Dementia threat is wider than feared
Research links contact sport and brain diseases ‘CTE not the only brain damage’ players suffer
The link between contact sports and dementia extends beyond chronic traumatic encephalopathy to a much wider range of neurological diseases, according to new studies of the brains of former football and rugby players.
Although there has been an enormous focus on CTE following the neurological problems facing American footballers, the evolving weight of research, including the groundbreaking work at the University of Glasgow, is finding a mixture of brain diseases among those with a long history of head trauma.
A review of international scientific evidence has also reinforced a study in Italy which showed that footballers were more than six times more likely to suffer from motor neurone disease. Don Revie, Jimmy Johnstone, Fernando Ricksen, Len Johnrose and Stephen Darby are among the higher profile former footballers to have been diagnosed with motor neurone disease. Patrick Grange, the former Major League Soccer player whose brain was examined at Boston University, was found to have motor neurone disease as well as CTE.
CTE is the type of dementia that is most commonly linked to head trauma and was still found in around three-quarters of the 11 former footballers and rugby players with dementia in the Glasgow study. Most striking, however, was the prevalence of other dementias and neurological diseases within individual brains, including Alzheimer’s, Parkinson’s disease, chronic cerebrovascular disease and dementia with Lewy bodies.
All of those studied had played football or rugby over periods ranging from 11 to 32 years, and were not regularly exposed to other contact sports. The vast majority first showed dementia symptoms in their fifties or sixties and died before the age of 80. “The focus has been too narrow on CTE, which we show might be a ‘passenger’ pathology, and not the primary driver of dementia,” said Dr Willie Stewart, the lead investigator at Glasgow.
“What is striking is the degree of mixed pathologies.

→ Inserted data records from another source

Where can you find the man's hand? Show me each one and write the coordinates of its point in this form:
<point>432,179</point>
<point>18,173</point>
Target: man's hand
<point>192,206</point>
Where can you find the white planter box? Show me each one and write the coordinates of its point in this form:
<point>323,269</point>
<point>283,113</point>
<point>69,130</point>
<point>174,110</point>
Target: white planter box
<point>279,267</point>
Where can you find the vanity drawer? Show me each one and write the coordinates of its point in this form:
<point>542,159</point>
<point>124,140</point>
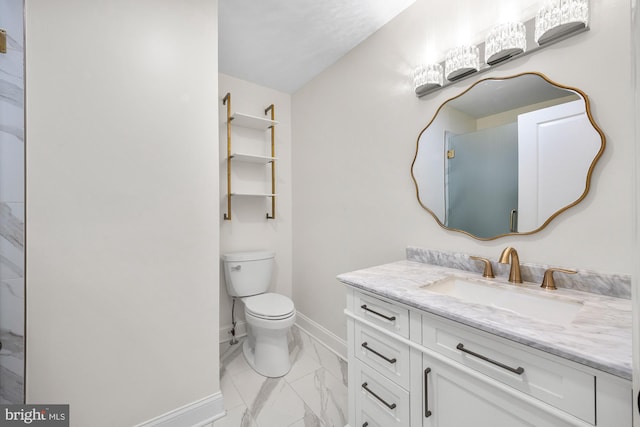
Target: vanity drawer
<point>382,313</point>
<point>379,402</point>
<point>384,354</point>
<point>544,378</point>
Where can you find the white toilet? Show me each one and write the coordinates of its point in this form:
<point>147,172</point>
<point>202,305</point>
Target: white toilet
<point>269,316</point>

This is something we are aware of in wider dementias, but typically in ‘very old’ patients. These former players are not ‘very old’, and so it does raise a question why they have such complex pathology.” Dr Bennet Omalu, the doctor credited with identifying some of the first CTE cases in American football, is aware of the Glasgow research.
He said: “We need to move away from the monolithic way of thinking. CTE is not the only type of brain damage you suffer. Brain trauma increases your risk of suffering a variety of brain diseases.”